All worship songs should be addressed directly to God because he is the sole object of our worship. The models for our singing to God are the psalms of the Old Testament, the New Testament hymns to Christ, and the worship in the book of Revelation. Look at how God-centered the songs of Revelation are:
“Holy, holy, holy, is the Lord God Almighty, who was and is and is to come!” (Rev 4:8).
“Worthy are you, our Lord and God, to receive glory and honor and power, for you created all things, and by your will they existed and were created” (Rev 4:11).
“Worthy are you to take the scroll and to open its seals, for you were slain, and by your blood you ransomed people for God from every tribe and language and people and nation, and you have made them a kingdom and priests to our God, and they shall reign on the earth” (Rev 5:9-10).
“We give thanks to you, Lord God Almighty, who is and who was, for you have taken your great power and begun to reign. The nations raged, but your wrath came, and the time for the dead to be judged, and for rewarding your servants, the prophets and saints, and those who fear your name, both small and great, and for destroying the destroyers of the earth” (Rev 11:17-18).
“Great and amazing are your deeds, O Lord God the Almighty! Just and true are your ways, O King of the nations! Who will not fear, O Lord, and glorify your name? For you alone are holy. All nations will come and worship you, for your righteous acts have been revealed” (Rev 15:3-4).
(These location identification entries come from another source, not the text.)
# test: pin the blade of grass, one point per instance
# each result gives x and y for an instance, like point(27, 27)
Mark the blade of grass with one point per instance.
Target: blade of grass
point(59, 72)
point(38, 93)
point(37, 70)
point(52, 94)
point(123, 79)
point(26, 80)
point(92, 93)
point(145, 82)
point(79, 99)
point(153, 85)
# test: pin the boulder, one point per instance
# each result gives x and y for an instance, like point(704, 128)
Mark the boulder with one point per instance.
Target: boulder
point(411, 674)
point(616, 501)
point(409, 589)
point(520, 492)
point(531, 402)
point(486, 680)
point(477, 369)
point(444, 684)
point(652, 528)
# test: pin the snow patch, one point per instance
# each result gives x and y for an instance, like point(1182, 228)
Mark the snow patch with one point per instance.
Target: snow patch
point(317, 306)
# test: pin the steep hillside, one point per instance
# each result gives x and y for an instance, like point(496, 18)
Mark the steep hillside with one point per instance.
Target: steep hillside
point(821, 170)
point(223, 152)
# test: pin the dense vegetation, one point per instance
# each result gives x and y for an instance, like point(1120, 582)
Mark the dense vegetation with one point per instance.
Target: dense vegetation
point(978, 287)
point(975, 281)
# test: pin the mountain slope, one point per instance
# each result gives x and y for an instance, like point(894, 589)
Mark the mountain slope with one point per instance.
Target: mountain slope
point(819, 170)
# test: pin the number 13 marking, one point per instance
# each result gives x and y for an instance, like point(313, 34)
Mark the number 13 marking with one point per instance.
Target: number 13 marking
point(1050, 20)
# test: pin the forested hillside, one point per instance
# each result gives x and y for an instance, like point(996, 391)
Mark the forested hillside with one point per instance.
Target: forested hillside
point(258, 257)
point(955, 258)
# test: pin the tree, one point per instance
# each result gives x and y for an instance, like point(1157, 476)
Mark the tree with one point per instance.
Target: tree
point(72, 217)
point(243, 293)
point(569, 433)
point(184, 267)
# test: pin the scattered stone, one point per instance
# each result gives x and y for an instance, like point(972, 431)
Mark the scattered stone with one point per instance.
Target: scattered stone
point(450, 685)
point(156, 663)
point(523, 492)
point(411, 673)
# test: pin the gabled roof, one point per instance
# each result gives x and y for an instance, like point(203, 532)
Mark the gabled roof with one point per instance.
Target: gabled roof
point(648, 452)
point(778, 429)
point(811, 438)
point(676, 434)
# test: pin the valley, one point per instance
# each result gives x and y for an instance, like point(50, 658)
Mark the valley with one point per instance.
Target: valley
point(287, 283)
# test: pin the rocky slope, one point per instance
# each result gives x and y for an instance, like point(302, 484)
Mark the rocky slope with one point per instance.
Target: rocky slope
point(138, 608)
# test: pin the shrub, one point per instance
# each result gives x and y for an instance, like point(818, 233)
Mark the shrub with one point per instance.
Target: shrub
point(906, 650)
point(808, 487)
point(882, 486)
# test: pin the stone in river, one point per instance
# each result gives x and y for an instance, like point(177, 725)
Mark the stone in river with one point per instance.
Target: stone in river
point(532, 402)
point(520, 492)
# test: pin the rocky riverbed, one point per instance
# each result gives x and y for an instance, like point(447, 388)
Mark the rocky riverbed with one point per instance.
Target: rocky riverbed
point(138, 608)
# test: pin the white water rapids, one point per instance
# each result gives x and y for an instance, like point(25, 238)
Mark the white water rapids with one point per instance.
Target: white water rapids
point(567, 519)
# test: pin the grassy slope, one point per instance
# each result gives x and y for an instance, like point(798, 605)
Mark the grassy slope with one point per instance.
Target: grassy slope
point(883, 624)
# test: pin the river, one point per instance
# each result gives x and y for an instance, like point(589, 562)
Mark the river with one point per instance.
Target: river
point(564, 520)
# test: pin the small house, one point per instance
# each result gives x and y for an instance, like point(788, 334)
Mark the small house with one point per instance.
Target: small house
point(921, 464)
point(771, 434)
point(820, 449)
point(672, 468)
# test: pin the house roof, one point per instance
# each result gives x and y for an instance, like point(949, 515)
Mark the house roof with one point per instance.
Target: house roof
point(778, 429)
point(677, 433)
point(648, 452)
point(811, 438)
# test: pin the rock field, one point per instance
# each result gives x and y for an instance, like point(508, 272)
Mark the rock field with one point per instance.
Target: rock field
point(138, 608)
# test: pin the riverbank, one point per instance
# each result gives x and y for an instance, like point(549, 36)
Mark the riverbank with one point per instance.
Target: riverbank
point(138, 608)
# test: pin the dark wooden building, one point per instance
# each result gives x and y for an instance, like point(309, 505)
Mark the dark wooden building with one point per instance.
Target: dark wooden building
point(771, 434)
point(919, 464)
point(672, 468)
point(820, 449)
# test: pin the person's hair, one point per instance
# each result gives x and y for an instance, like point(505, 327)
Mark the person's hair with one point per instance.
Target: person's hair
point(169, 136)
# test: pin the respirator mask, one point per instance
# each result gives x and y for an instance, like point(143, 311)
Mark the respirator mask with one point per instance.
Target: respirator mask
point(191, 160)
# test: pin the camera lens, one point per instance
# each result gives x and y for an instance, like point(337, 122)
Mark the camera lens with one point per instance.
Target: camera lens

“Hallelujah! For the Lord our God the Almighty reigns. Let us rejoice and exult and give him the glory, for the marriage of the Lamb has come, and his Bride has made herself ready; it was granted her to clothe herself with fine linen, bright and pure” (Rev 19:6-8).
We will worship and serve God for all eternity while evangelism is only for this life. Worship leaders will be needed in heaven while pastors and evangelists will not. For more on worship, see Worship Matters by Bob Kauflin.